Rejecting the demand, the Bench, which included Justice P Sathasivam and BS Chauhan, said ordering an inquiry would affect the morale of police officials. “Thousands of police officers have been killed. Inquiry will affect the morale of the police force,” the Bench ruled, pointing out that the National Human Rights Commission (NHRC) had already given a clean chit to the police involved in the encounter. Two suspected terrorists and a police officer had been killed in the encounter.
Dismissing the petition of “Act Now For Harmony and Democracy,” the Bench also said the NGO had come to the court one year after the incident. Ordering an inquiry at this stage would only cause harassment to the police.
Prashant said the victims were in their teens, one of whom had sustained bullet shots on top of his head and another had injury marks on his back.

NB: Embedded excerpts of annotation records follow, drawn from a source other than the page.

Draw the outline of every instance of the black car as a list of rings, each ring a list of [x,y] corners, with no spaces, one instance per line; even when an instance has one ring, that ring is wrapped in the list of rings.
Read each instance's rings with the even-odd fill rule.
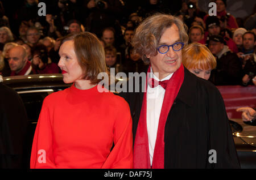
[[[34,134],[44,98],[72,84],[65,84],[61,74],[40,74],[3,78],[3,83],[13,88],[22,97],[28,118],[26,166],[29,168]],[[245,125],[241,119],[229,120],[242,168],[256,168],[256,126]]]

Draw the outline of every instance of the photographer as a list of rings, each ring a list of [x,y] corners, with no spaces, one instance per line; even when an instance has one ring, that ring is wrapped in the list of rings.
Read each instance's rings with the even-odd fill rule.
[[[88,12],[86,30],[101,37],[101,31],[108,27],[115,28],[121,36],[119,20],[123,15],[123,4],[119,0],[86,0],[84,7]]]
[[[82,8],[83,1],[81,0],[59,0],[59,16],[63,25],[65,25],[71,20],[75,19],[80,22],[84,21],[85,14]]]

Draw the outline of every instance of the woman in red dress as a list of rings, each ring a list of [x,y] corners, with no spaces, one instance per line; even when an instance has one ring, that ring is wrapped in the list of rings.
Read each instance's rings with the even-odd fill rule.
[[[104,50],[89,32],[63,40],[58,63],[69,88],[44,100],[34,138],[31,168],[132,168],[128,104],[102,87]],[[114,144],[114,147],[112,148]]]

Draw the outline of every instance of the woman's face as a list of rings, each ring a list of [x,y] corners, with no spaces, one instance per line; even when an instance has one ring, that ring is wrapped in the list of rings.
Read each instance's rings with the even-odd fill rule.
[[[191,72],[195,74],[197,77],[208,80],[210,76],[210,68],[208,70],[203,70],[201,68],[189,68],[188,70]]]
[[[75,52],[73,41],[64,42],[60,47],[59,54],[60,58],[58,66],[61,70],[64,82],[71,83],[82,80],[82,70]]]
[[[222,0],[217,0],[216,1],[217,5],[217,12],[220,12],[223,11],[226,9],[226,6]]]

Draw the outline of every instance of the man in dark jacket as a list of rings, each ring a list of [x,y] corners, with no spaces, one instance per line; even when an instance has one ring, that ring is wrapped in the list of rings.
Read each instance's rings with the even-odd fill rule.
[[[210,81],[216,85],[240,84],[242,64],[237,54],[225,45],[223,37],[210,36],[208,46],[217,59],[217,67],[212,71]]]
[[[0,75],[0,169],[21,169],[27,118],[19,95],[2,83]]]
[[[150,66],[139,92],[121,93],[133,121],[134,168],[240,167],[220,92],[181,64],[188,39],[182,21],[169,15],[137,28],[133,45]]]

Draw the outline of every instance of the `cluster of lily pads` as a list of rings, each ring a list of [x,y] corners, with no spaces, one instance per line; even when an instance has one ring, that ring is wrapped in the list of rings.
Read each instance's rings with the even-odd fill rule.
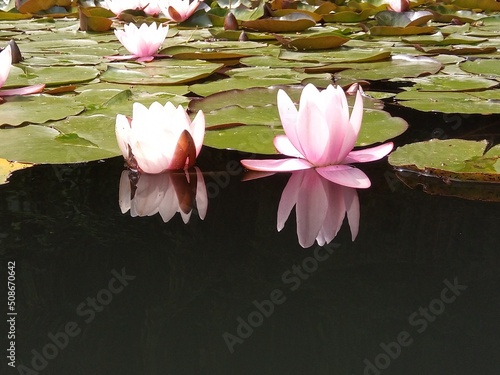
[[[406,121],[383,110],[388,100],[425,112],[500,113],[494,0],[418,0],[406,7],[382,0],[179,0],[182,9],[165,0],[113,10],[118,3],[28,0],[0,12],[0,46],[14,40],[22,54],[2,89],[45,85],[42,94],[3,98],[1,158],[72,163],[119,155],[116,115],[132,116],[133,103],[154,102],[202,111],[205,145],[275,154],[273,139],[284,133],[277,92],[298,103],[308,83],[364,88],[357,146],[406,130]],[[121,30],[148,25],[162,25],[157,51],[116,61],[127,55]],[[375,82],[400,90],[370,90]],[[449,143],[455,152],[447,151]],[[448,178],[498,181],[499,156],[500,147],[484,142],[433,140],[400,147],[389,161]]]

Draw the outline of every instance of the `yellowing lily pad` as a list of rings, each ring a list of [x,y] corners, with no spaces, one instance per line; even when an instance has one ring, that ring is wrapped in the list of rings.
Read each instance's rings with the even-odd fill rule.
[[[13,172],[21,169],[26,169],[32,166],[33,164],[18,163],[16,161],[9,161],[0,158],[0,185],[6,184],[9,180],[10,175]]]
[[[446,180],[500,182],[500,146],[485,153],[487,146],[487,141],[432,139],[399,147],[389,163]]]

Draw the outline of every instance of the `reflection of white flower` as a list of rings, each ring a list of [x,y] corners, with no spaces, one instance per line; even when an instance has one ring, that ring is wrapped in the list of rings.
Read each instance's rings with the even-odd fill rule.
[[[122,213],[130,211],[132,217],[160,213],[166,223],[179,212],[187,223],[196,207],[200,219],[205,218],[208,196],[199,168],[195,167],[195,173],[141,174],[136,183],[129,175],[129,171],[123,171],[120,178],[119,204]]]
[[[277,229],[281,231],[295,206],[297,236],[302,247],[330,243],[347,214],[352,240],[359,229],[359,199],[356,189],[333,183],[305,169],[292,173],[278,207]]]

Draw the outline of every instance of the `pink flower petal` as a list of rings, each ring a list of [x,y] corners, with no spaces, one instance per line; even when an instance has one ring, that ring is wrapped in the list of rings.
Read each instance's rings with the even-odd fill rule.
[[[392,151],[394,144],[392,142],[384,143],[383,145],[366,148],[363,150],[351,151],[344,160],[344,163],[367,163],[370,161],[380,160]]]
[[[278,205],[278,220],[276,228],[280,232],[285,226],[293,206],[297,204],[299,198],[300,186],[304,177],[304,171],[296,171],[292,173],[283,192],[281,193],[280,203]]]
[[[329,165],[316,168],[316,171],[329,181],[336,184],[366,189],[371,185],[368,176],[358,168],[349,165]]]
[[[313,168],[311,163],[304,159],[268,159],[268,160],[241,160],[246,168],[261,172],[292,172]]]
[[[299,243],[302,247],[310,247],[314,244],[328,211],[327,195],[321,177],[314,171],[305,171],[295,211]]]
[[[277,135],[273,140],[274,147],[278,152],[283,155],[290,156],[292,158],[301,158],[304,159],[304,155],[302,155],[290,142],[290,139],[286,135]]]

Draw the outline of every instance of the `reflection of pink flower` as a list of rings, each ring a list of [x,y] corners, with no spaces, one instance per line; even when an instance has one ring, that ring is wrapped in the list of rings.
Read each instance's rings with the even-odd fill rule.
[[[177,212],[184,223],[191,218],[196,207],[200,219],[204,219],[208,208],[208,196],[203,174],[195,167],[188,171],[141,174],[138,180],[123,171],[120,179],[119,203],[122,213],[130,211],[132,217],[152,216],[160,213],[166,223]]]
[[[160,4],[163,14],[175,22],[183,22],[196,12],[202,0],[166,0]]]
[[[286,135],[274,138],[276,149],[290,158],[274,160],[242,160],[251,170],[291,172],[314,168],[332,182],[367,188],[370,180],[350,163],[364,163],[383,158],[392,143],[352,151],[361,128],[363,99],[356,94],[351,115],[341,87],[328,86],[318,91],[308,84],[300,96],[299,109],[285,91],[278,92],[278,110]]]
[[[2,52],[0,52],[0,87],[4,85],[5,81],[7,81],[11,65],[12,65],[12,50],[10,46],[7,46],[2,50]],[[17,89],[1,90],[0,96],[35,94],[42,92],[44,88],[45,85],[40,84],[27,87],[20,87]]]
[[[410,1],[409,0],[389,0],[388,4],[389,10],[394,12],[406,12],[410,9]]]
[[[115,30],[115,35],[121,44],[132,54],[131,56],[111,56],[112,60],[125,60],[137,58],[137,61],[151,61],[156,52],[167,37],[168,26],[156,26],[156,23],[146,25],[143,23],[139,28],[133,23],[123,27],[123,30]]]
[[[192,167],[205,136],[202,111],[191,122],[182,106],[133,104],[133,116],[116,116],[116,138],[132,169],[144,173]]]
[[[278,231],[285,226],[293,206],[296,206],[297,236],[302,247],[312,246],[315,240],[320,246],[331,242],[346,213],[352,240],[358,235],[360,214],[356,189],[328,181],[314,169],[292,173],[278,207]]]
[[[158,0],[106,0],[105,4],[117,16],[129,9],[141,9],[150,16],[157,16],[161,12]]]

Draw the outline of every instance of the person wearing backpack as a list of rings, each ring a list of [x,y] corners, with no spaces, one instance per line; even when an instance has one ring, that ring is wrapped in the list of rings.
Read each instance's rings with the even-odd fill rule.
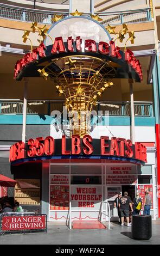
[[[126,217],[127,225],[130,227],[130,206],[132,212],[133,211],[132,208],[132,203],[131,198],[128,197],[128,193],[125,192],[124,196],[121,197],[118,201],[118,207],[120,209],[121,215],[121,225],[124,226],[124,217]]]
[[[137,193],[136,197],[133,199],[133,211],[132,212],[132,215],[138,215],[139,214],[142,204],[142,199],[139,196],[139,193]]]
[[[146,191],[145,196],[144,200],[144,212],[143,214],[145,215],[150,215],[151,206],[152,205],[152,199],[151,196],[149,194],[148,191]]]
[[[22,208],[20,205],[20,204],[18,202],[16,202],[16,203],[15,203],[13,211],[17,212],[23,212]]]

All this raised suspicion. However, the Bench felt that the boy was perhaps shot while trying to escape through a window and in that case such injuries were possible. The court also felt the fact that one senior police officer had lost his life in the encounter lent credence to the incident.
The All India Muslim Majlis-e-Mushawarat expressed its pain, agony and dismay at the unwarranted and hasty rejection by the Supreme Court of India of the appeal against Delhi High Court order, thereby rejecting the request for a judicial enquiry into the fake police encounter at Batla House on September 19, 2008.

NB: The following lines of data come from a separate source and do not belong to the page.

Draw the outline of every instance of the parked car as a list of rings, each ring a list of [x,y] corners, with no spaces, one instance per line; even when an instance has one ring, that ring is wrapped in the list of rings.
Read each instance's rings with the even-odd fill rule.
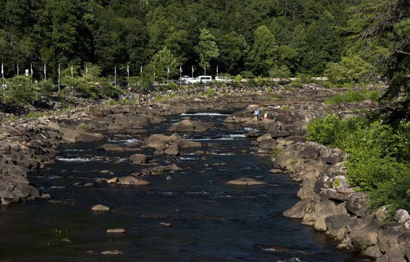
[[[199,80],[197,78],[190,78],[189,79],[187,80],[187,83],[189,84],[192,84],[193,83],[197,83],[199,81]]]
[[[229,82],[232,81],[232,79],[227,76],[217,76],[215,78],[215,80],[219,82]]]
[[[191,77],[190,77],[189,76],[182,76],[179,78],[178,78],[178,80],[181,82],[185,82],[186,81],[188,81],[188,79],[189,79],[190,78],[191,78]]]

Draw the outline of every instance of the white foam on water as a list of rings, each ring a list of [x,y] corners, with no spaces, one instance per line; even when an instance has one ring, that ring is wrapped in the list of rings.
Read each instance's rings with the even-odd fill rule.
[[[64,162],[91,162],[91,161],[95,161],[97,160],[101,160],[101,158],[97,158],[97,157],[93,157],[93,158],[81,158],[79,157],[77,157],[75,158],[65,158],[61,157],[57,157],[55,158],[56,159],[60,161],[64,161]]]
[[[195,114],[186,114],[182,113],[179,115],[180,116],[228,116],[229,115],[224,115],[219,113],[201,113],[198,112]]]

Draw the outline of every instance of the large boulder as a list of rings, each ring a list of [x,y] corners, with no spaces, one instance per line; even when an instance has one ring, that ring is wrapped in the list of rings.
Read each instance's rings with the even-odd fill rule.
[[[126,177],[119,179],[118,184],[121,185],[133,185],[136,186],[150,185],[151,183],[148,181],[138,179],[134,177]]]
[[[375,221],[363,222],[352,229],[350,238],[353,246],[358,251],[362,251],[377,244],[379,224]]]
[[[330,234],[339,240],[344,238],[346,235],[346,224],[351,219],[347,214],[333,215],[324,219],[326,227]]]
[[[349,195],[346,202],[346,208],[349,212],[358,216],[362,216],[365,211],[365,206],[368,203],[367,193],[354,193]]]
[[[199,142],[190,141],[176,136],[167,136],[160,134],[155,134],[149,137],[145,140],[145,145],[154,148],[158,146],[169,147],[173,145],[179,148],[184,148],[200,147],[202,145]]]
[[[292,219],[303,219],[305,213],[308,212],[313,206],[313,202],[310,198],[303,199],[293,207],[284,211],[284,216]]]
[[[168,131],[171,132],[203,132],[212,128],[212,125],[206,123],[185,119],[181,122],[172,124],[168,128]]]
[[[227,182],[228,185],[240,185],[246,186],[253,186],[255,185],[266,185],[267,183],[263,181],[258,181],[251,178],[241,178],[235,180]]]
[[[147,156],[142,154],[133,155],[128,159],[133,164],[145,164],[148,161]]]
[[[325,219],[327,216],[337,214],[336,204],[330,200],[320,201],[315,205],[315,229],[318,231],[325,231]]]
[[[123,146],[115,144],[104,144],[98,146],[96,149],[105,151],[138,151],[141,150],[140,148],[137,147]]]

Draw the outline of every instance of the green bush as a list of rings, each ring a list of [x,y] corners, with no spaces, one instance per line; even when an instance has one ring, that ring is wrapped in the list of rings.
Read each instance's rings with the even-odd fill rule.
[[[382,206],[387,207],[387,218],[393,220],[397,210],[410,210],[410,177],[405,177],[395,182],[381,185],[378,189],[371,192],[369,207],[374,209]]]
[[[170,82],[168,83],[168,90],[177,90],[177,85],[176,84],[173,82]]]

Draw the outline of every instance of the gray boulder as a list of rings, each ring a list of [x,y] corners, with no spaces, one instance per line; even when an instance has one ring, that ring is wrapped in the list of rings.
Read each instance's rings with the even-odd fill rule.
[[[168,131],[171,132],[203,132],[212,128],[212,125],[206,123],[185,119],[181,122],[172,124],[168,128]]]
[[[346,202],[346,208],[349,212],[359,216],[362,216],[365,210],[365,207],[368,203],[367,193],[354,193],[351,194]]]
[[[353,246],[358,251],[365,250],[377,244],[379,224],[374,221],[359,224],[352,229],[350,238]]]
[[[133,155],[128,159],[133,164],[145,164],[148,161],[147,156],[142,154]]]

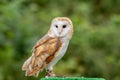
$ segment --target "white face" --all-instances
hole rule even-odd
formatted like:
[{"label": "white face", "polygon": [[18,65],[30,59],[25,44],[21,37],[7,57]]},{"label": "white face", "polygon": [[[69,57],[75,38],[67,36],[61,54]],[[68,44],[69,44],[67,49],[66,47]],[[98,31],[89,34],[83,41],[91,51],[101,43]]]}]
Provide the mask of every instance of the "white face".
[{"label": "white face", "polygon": [[51,24],[51,30],[56,37],[64,37],[70,35],[72,30],[72,25],[67,20],[53,20]]}]

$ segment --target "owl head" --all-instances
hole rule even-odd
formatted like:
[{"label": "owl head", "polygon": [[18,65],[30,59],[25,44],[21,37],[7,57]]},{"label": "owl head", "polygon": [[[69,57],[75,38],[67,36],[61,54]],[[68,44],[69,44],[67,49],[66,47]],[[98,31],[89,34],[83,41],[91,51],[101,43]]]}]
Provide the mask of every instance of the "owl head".
[{"label": "owl head", "polygon": [[53,37],[72,37],[73,24],[67,17],[57,17],[52,20],[49,34]]}]

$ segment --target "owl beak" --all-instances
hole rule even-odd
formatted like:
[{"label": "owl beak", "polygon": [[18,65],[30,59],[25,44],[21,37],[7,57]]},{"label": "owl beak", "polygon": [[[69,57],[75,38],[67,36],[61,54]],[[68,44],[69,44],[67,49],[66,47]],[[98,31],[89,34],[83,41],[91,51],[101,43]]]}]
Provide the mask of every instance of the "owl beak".
[{"label": "owl beak", "polygon": [[63,29],[59,30],[59,32],[58,32],[58,33],[59,33],[59,35],[62,33],[62,31],[63,31]]}]

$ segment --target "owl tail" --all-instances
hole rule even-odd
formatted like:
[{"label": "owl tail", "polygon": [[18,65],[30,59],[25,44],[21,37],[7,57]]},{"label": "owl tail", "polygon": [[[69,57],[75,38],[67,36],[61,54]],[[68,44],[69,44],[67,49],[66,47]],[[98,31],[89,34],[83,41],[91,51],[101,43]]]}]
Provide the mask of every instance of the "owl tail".
[{"label": "owl tail", "polygon": [[28,58],[22,66],[22,70],[26,71],[25,76],[35,76],[37,77],[39,72],[44,68],[43,61],[39,57],[34,55]]}]

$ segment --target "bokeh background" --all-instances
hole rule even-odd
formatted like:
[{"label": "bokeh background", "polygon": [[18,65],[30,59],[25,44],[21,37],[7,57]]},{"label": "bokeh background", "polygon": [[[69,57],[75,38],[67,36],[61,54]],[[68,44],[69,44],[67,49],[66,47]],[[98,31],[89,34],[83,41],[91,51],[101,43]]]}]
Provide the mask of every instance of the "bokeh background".
[{"label": "bokeh background", "polygon": [[39,80],[21,70],[54,17],[69,17],[74,36],[59,76],[120,80],[120,0],[0,0],[0,80]]}]

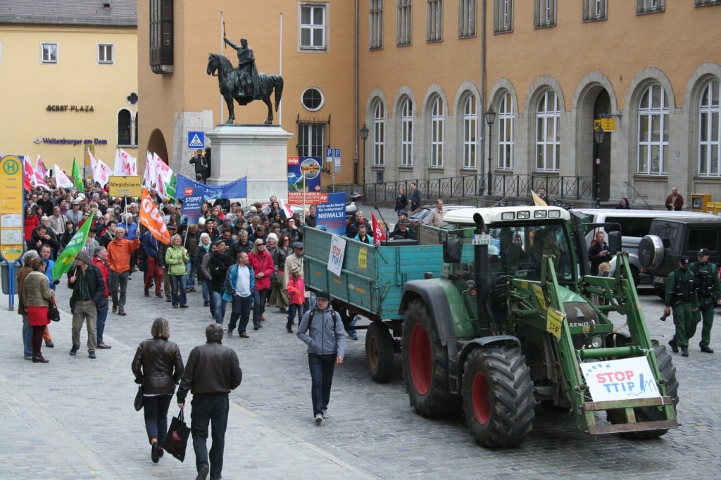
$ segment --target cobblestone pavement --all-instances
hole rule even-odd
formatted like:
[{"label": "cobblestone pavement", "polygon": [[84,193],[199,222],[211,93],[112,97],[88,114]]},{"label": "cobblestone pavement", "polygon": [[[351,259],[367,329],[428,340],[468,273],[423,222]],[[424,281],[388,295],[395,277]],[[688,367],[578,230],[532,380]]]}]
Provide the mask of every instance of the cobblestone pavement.
[{"label": "cobblestone pavement", "polygon": [[[169,455],[151,462],[142,412],[132,406],[136,388],[131,362],[156,316],[171,321],[172,339],[184,360],[204,342],[211,317],[200,293],[188,294],[190,308],[174,310],[162,299],[143,297],[141,289],[140,274],[133,275],[128,316],[108,318],[105,340],[112,349],[98,350],[91,360],[84,345],[76,357],[68,355],[70,290],[58,285],[63,318],[50,325],[56,347],[43,347],[47,365],[23,360],[20,316],[7,311],[7,297],[2,298],[0,478],[195,478],[190,445],[185,463]],[[658,321],[661,301],[647,294],[642,305],[652,338],[665,344],[673,323]],[[224,340],[238,352],[244,374],[230,396],[225,479],[721,476],[717,329],[712,342],[716,354],[700,353],[694,342],[689,358],[673,356],[682,426],[665,436],[643,442],[590,436],[575,432],[566,412],[539,406],[528,441],[493,450],[474,442],[463,417],[429,419],[414,413],[399,355],[390,383],[371,381],[364,331],[359,341],[349,339],[345,363],[336,370],[331,417],[316,426],[305,346],[286,332],[278,309],[269,308],[265,316],[263,328],[249,332],[250,338]],[[170,414],[177,412],[174,402]]]}]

In a statement on October 31, The AIMMM President Dr Zafarul-Islam Khan said the apex court’s description of the victims of Batla House encounter as “criminals” and its statement that the enquiry into the episode will affect the morale of the police are baffling since no enquiry or trial has been held to date to establish those victims as “criminals” and there are umpteen examples of police personnel’s imprisonment and dismissal in similar cases of encounter as well as other crimes committed by the police. Hence the claim of the authorities that a probe into Batla House will affect the morale of the police only confirms our belief that the whole drama was premeditated and that the killing of the two young students was simple murder with the sole aim of terrorising the Muslim community in the name of fighting “terrorism”.
Dr Khan said that such behaviour on the part of our highest constitutional bodies only shakes the trust of the ordinary citizen in our democratic and legal system and this broken trust in turn leads the common man to take the law into his/her hand. It is still high time for the Indian State to overcome its hubris and order a judicial enquiry into the Batla House encounter by a sitting judge of a high court or the Supreme Court to establish the facts regarding this sordid affair.